The latest incarnation of Linkin Park throughout “One More Light” hears the band as unrecognizable. Reanimating their sound, lost are the inciting screams of co-frontman Chester Bennington. Softer-shaped melodic passages and layered background vocals now embrace the entire compilation to the accompaniment of a Beiber-esque pop music formulaic.

Beginning their “Light” work back in November 2015, the direction was deliberate.

“We’ve got a lot of great material that I hope challenges our fanbase as well as inspires them as much as it has us,” Bennington said back in September 2016.

In February 2017, terror twin co-frontman Mike Shinoda said, “It’s still us. It’s self-produced. It’s all us, curated by us at the very least. It’s a Linkin Park record,” while adding, “we approached the process differently.”

Thinking differently, Linkin Park may have fallen into a songwriting midlife crisis. “Light’s” message within the 10-track collection lies within introspective themes denoting honest reflection and emotive, in-the-moment thinking.

The lead single, “Heavy,” released back on Feb. 16, features pop singer Kiira and marks the first time Linkin Park has featured a female vocalist on their original, studio material. The melancholic track states in its emotionally exhaustive chorus, “I’m holding on / Why is everything so heavy / Holding on / To so much more than I can carry,” perhaps telling not just the trials of personal relationships, but reflecting our present day, turbulent world condition.

The turbulent, sonic condition Linkin Park set forth in previous studio compilations has vanished. “Good Goodbye (feat. Pusha T and Stormzy)”–the album’s only other collaborative vox track–may be the most musically forward offering in the set with its deep synth soundscapes; however, it still falls short of the decibel-inducing power the band is capable of emanating.

“Battle Symphony,” “Invisible” and the album’s title track depend on laid-back tempos, soft electronic accents and tender, chordal padding summing up the components of today’s pop-oriented landscapes.

If anything, the hardest hitting element besides the emotionally dramatic, multi-layered themes is Linkin Park’s solid-minded stance and defense in trying to make this an LP of stellar material in light of their drastic, sonic alteration.

“We’ve made so many records and we clearly know how to make a record and we definitely didn’t take the easy way out this time,” Linkin Park guitarist Brad Delson said.

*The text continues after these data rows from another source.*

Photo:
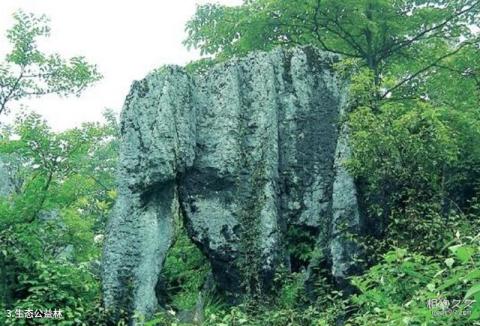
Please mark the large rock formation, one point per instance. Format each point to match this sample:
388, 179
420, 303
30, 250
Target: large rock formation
243, 153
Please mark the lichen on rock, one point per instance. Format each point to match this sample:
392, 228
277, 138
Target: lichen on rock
241, 153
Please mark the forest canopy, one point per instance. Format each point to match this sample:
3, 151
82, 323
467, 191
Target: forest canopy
414, 121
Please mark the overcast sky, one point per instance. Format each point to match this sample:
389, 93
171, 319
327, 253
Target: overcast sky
125, 38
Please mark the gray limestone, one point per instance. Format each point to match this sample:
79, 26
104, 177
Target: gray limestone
241, 153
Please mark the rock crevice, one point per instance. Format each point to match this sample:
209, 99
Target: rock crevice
242, 153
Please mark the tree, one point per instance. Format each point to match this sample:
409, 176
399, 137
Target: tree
28, 72
64, 188
380, 35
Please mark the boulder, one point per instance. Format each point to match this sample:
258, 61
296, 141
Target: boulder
242, 153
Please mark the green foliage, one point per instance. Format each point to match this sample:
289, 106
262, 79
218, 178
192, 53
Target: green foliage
400, 289
184, 272
62, 192
29, 72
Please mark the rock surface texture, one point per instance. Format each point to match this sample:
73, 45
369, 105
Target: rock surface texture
243, 153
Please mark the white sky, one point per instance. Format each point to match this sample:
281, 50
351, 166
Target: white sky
125, 38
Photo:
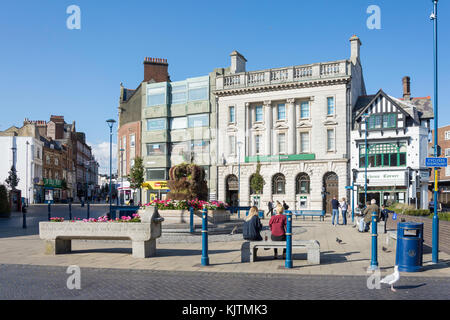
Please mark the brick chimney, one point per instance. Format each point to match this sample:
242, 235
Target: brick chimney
156, 70
406, 88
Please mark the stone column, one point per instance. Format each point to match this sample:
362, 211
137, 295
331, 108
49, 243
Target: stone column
268, 124
292, 143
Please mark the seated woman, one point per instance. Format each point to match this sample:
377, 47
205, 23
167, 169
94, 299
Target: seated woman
252, 226
278, 228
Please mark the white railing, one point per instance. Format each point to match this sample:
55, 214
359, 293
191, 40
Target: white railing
255, 78
283, 75
302, 72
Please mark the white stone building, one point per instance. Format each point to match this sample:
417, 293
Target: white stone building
397, 145
295, 121
27, 159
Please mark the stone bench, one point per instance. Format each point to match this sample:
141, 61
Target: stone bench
248, 252
58, 236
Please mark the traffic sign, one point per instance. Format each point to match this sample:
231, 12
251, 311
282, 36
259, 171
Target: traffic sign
436, 162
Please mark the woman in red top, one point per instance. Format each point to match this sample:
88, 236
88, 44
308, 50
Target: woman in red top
278, 228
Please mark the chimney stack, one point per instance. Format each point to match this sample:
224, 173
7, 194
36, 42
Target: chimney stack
237, 62
406, 88
156, 70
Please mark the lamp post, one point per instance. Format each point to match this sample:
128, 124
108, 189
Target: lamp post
110, 123
355, 172
122, 199
435, 232
239, 174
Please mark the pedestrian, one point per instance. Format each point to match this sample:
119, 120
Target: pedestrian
277, 226
385, 215
252, 226
335, 211
344, 209
365, 223
270, 207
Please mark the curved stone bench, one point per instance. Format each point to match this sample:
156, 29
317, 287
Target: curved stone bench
58, 236
248, 252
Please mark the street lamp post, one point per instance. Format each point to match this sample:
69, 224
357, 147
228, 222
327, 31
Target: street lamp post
122, 199
110, 123
239, 174
435, 235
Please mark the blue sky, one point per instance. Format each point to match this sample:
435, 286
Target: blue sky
48, 69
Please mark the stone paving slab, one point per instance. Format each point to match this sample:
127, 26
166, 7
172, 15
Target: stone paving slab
351, 257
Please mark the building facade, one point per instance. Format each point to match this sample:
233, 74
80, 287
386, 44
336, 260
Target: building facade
295, 122
390, 142
23, 149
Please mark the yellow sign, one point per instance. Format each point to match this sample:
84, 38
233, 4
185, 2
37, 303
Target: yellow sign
155, 185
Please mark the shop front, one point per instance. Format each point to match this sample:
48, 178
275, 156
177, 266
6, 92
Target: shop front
156, 190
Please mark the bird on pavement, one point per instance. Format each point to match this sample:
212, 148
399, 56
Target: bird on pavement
392, 278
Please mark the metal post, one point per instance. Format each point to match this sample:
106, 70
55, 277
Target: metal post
205, 258
24, 220
288, 262
435, 235
374, 261
191, 222
365, 165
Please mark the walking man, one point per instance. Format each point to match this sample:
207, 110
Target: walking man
335, 211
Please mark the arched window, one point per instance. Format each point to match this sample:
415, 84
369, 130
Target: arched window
278, 184
302, 182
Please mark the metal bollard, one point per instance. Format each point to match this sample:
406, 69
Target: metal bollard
288, 262
205, 258
191, 222
24, 220
374, 261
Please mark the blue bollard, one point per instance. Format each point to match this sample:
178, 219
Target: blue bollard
288, 262
191, 222
205, 258
374, 261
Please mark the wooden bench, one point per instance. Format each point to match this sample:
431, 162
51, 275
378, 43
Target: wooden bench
58, 236
249, 252
309, 213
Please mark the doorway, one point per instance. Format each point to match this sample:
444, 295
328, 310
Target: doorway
331, 190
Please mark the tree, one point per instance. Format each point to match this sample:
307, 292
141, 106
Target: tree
187, 182
136, 176
257, 181
12, 181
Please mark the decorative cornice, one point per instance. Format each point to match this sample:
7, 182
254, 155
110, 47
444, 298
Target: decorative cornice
282, 86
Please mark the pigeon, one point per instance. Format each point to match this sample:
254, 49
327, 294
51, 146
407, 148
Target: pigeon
392, 278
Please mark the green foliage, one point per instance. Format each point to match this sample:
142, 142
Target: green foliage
4, 201
257, 181
12, 181
187, 182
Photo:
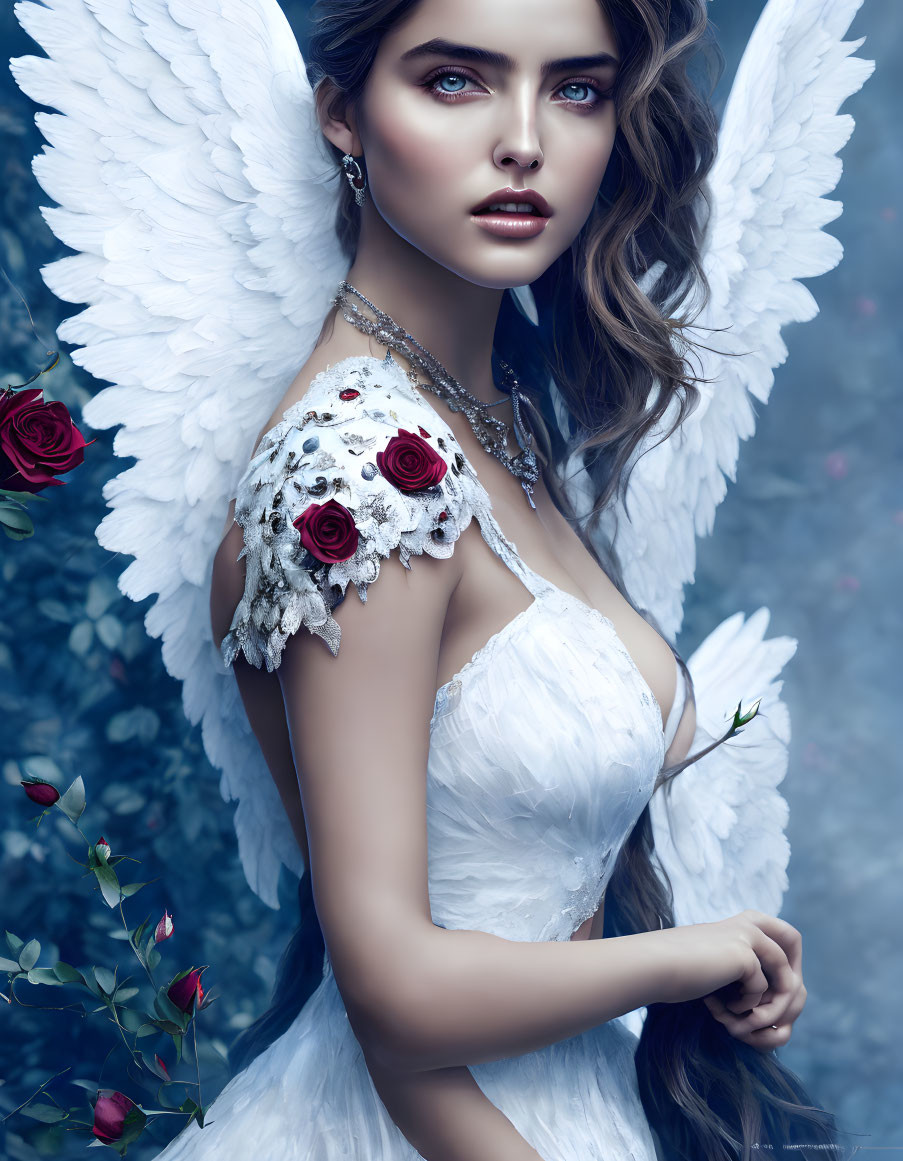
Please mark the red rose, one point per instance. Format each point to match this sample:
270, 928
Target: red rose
37, 441
42, 793
164, 929
327, 531
410, 462
110, 1112
182, 992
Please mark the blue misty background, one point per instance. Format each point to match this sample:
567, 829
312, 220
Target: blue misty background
813, 529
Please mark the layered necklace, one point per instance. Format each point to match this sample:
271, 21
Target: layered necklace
491, 432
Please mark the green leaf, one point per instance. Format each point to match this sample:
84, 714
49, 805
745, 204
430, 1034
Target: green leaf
109, 884
106, 980
66, 973
138, 935
7, 492
130, 888
28, 954
72, 802
47, 1112
132, 1018
43, 975
16, 521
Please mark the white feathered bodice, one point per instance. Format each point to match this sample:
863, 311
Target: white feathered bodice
544, 748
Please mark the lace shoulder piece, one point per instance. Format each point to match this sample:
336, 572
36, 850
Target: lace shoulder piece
356, 468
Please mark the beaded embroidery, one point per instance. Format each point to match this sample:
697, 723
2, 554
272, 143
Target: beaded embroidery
325, 448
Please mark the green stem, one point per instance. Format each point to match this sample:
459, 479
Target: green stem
196, 1059
40, 1089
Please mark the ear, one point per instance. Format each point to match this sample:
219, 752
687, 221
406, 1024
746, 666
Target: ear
337, 119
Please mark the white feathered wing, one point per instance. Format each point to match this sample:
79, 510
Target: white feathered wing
719, 826
194, 185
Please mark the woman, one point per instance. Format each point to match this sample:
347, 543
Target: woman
469, 1007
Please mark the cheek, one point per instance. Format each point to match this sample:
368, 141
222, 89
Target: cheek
416, 161
582, 163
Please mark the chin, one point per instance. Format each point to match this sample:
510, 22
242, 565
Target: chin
500, 273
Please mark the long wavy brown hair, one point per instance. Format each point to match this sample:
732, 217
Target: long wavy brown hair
618, 358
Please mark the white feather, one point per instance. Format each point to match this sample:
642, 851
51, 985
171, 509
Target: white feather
190, 177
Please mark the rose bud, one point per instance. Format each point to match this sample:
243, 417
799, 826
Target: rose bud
327, 531
182, 993
110, 1110
164, 928
42, 793
38, 441
410, 463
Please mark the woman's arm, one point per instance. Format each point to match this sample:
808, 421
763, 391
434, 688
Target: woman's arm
446, 1115
418, 996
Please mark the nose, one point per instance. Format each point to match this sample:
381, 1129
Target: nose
519, 142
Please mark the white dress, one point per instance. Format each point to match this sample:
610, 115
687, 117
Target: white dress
195, 123
543, 751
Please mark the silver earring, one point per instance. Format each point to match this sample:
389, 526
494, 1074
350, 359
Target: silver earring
356, 180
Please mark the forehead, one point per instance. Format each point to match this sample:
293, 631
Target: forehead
529, 31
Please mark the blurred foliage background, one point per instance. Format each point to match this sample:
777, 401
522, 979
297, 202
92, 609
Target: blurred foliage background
813, 529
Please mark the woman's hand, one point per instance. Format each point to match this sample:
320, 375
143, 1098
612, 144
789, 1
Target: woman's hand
763, 1019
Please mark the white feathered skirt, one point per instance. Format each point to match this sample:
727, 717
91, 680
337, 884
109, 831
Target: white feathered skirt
309, 1097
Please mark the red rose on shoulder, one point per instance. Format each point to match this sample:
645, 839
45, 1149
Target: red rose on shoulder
37, 441
327, 531
410, 463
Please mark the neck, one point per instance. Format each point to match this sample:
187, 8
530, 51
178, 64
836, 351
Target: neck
453, 318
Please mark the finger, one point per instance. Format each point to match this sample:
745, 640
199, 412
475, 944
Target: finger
782, 979
765, 1017
785, 935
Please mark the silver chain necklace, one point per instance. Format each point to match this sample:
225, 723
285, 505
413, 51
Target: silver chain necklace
491, 432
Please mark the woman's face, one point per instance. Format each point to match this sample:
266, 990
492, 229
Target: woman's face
470, 99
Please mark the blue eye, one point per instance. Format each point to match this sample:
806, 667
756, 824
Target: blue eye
452, 77
577, 85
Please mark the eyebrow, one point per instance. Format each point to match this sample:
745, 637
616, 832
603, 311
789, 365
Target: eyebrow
440, 48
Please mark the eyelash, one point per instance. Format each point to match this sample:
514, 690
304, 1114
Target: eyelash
438, 74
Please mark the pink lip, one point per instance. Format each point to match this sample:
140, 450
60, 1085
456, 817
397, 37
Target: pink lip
511, 225
515, 195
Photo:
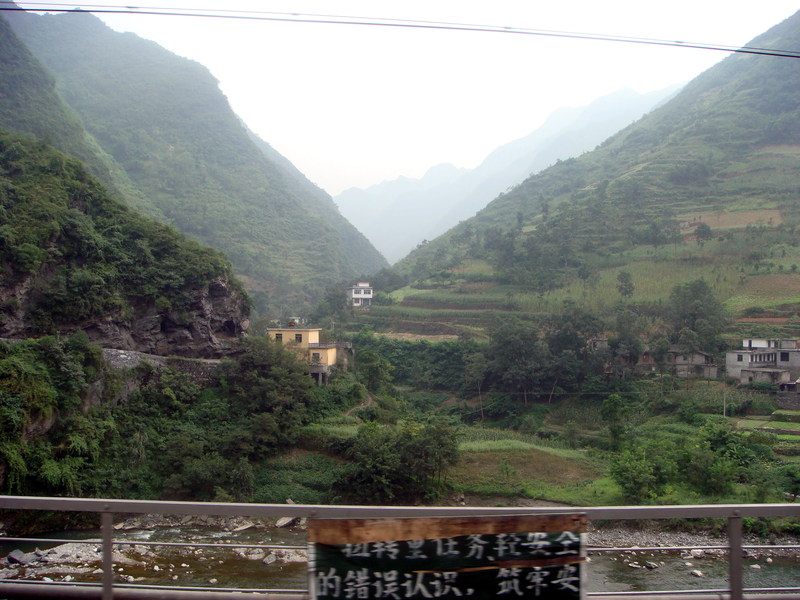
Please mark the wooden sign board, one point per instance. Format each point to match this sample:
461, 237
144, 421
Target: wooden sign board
472, 558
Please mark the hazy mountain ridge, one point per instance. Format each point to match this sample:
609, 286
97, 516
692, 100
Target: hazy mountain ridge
398, 215
164, 121
703, 187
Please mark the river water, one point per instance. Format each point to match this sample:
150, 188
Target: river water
199, 566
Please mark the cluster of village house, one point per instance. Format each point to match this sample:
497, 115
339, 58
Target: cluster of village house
773, 361
322, 357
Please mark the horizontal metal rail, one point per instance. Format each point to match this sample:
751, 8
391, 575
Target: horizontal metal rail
142, 543
109, 507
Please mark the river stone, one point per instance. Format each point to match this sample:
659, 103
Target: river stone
18, 557
285, 521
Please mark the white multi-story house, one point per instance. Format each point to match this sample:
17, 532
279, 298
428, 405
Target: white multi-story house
764, 360
359, 294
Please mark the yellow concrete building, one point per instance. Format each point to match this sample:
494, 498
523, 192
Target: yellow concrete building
320, 357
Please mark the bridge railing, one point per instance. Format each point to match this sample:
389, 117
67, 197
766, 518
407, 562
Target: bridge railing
108, 509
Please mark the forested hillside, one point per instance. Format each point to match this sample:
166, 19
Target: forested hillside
703, 187
75, 259
179, 153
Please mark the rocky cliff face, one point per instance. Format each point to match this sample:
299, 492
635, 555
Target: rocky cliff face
203, 328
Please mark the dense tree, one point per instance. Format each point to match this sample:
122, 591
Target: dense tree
625, 285
695, 313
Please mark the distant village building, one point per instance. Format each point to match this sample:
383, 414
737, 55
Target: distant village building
759, 360
359, 294
677, 360
321, 358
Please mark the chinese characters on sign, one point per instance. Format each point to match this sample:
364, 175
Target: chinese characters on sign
474, 558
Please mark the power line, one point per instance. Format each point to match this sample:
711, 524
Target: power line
325, 19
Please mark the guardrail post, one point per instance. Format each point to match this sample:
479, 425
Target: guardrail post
735, 563
106, 526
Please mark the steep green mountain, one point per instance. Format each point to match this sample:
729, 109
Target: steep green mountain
73, 258
703, 187
164, 122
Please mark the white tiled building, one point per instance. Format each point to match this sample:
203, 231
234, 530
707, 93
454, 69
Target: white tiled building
775, 361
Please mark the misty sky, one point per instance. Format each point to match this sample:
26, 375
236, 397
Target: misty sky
353, 105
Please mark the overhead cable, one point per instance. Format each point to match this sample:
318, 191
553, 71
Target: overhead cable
325, 19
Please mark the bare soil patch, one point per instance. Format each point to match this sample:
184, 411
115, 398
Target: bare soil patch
477, 467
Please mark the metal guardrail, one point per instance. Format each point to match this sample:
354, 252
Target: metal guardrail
108, 508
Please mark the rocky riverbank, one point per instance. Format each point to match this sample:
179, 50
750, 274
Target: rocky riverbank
237, 539
139, 562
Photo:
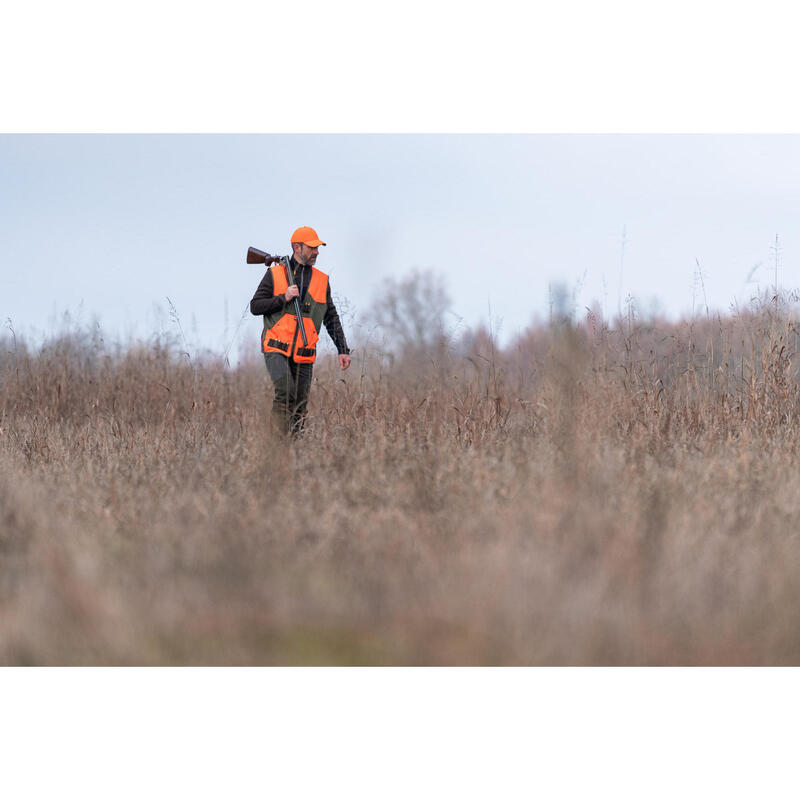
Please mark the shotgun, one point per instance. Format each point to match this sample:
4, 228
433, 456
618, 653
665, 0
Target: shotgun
256, 256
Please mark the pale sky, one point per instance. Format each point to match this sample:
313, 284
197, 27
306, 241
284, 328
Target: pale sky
110, 226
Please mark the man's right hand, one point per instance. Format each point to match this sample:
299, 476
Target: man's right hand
291, 292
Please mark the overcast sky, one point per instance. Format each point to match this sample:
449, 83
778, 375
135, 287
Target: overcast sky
110, 226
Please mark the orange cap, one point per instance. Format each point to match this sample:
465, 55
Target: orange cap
306, 236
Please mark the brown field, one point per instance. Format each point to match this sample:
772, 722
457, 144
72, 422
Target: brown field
586, 496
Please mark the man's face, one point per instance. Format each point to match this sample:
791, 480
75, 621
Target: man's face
306, 255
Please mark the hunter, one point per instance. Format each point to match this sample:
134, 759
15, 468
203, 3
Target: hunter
290, 362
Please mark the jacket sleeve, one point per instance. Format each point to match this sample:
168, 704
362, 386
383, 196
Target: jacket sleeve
264, 300
333, 325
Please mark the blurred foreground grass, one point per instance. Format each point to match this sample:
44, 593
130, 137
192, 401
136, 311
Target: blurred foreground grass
587, 496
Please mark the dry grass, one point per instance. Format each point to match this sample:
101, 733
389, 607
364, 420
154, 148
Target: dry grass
587, 496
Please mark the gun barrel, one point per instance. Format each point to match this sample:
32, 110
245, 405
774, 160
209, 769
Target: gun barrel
256, 256
297, 313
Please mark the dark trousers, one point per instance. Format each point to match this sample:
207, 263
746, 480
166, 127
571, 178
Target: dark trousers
292, 383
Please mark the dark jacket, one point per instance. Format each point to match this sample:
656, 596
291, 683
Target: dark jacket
264, 302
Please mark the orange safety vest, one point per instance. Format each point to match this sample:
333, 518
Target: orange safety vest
281, 334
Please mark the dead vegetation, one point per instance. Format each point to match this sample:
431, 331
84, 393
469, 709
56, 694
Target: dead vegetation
586, 496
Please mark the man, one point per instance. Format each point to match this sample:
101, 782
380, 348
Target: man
289, 362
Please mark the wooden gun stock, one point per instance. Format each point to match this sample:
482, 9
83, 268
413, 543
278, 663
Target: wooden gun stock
256, 256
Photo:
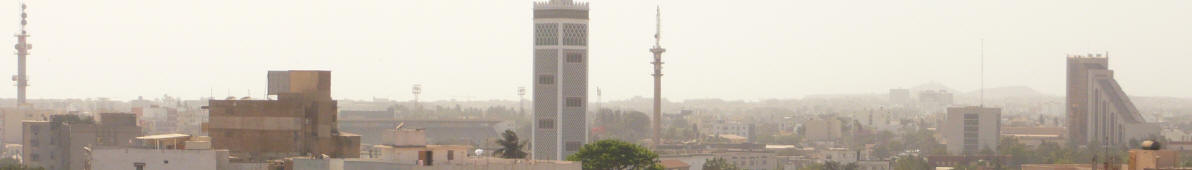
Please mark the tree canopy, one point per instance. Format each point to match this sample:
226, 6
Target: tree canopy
719, 164
615, 155
510, 145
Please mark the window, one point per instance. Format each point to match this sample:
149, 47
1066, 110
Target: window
546, 33
573, 101
546, 79
575, 57
575, 35
546, 124
572, 145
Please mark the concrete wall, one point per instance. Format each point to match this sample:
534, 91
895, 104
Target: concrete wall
159, 159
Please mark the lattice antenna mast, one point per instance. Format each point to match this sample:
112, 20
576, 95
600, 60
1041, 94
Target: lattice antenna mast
658, 76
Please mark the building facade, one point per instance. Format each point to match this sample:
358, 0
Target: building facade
560, 79
161, 152
302, 121
1099, 112
827, 128
60, 144
750, 159
736, 128
970, 130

“One More Light” takes on the pop spectrum delivering material Linkin Park has intentionally set to the soundtrack of life’s uncertainty, regret and changes in the human condition. For fans, it may be a genre change that projects uncertainty and regret in the new material while possibly opening doors to a new audience eager to embrace its notions of tackling complex issues of the psyche.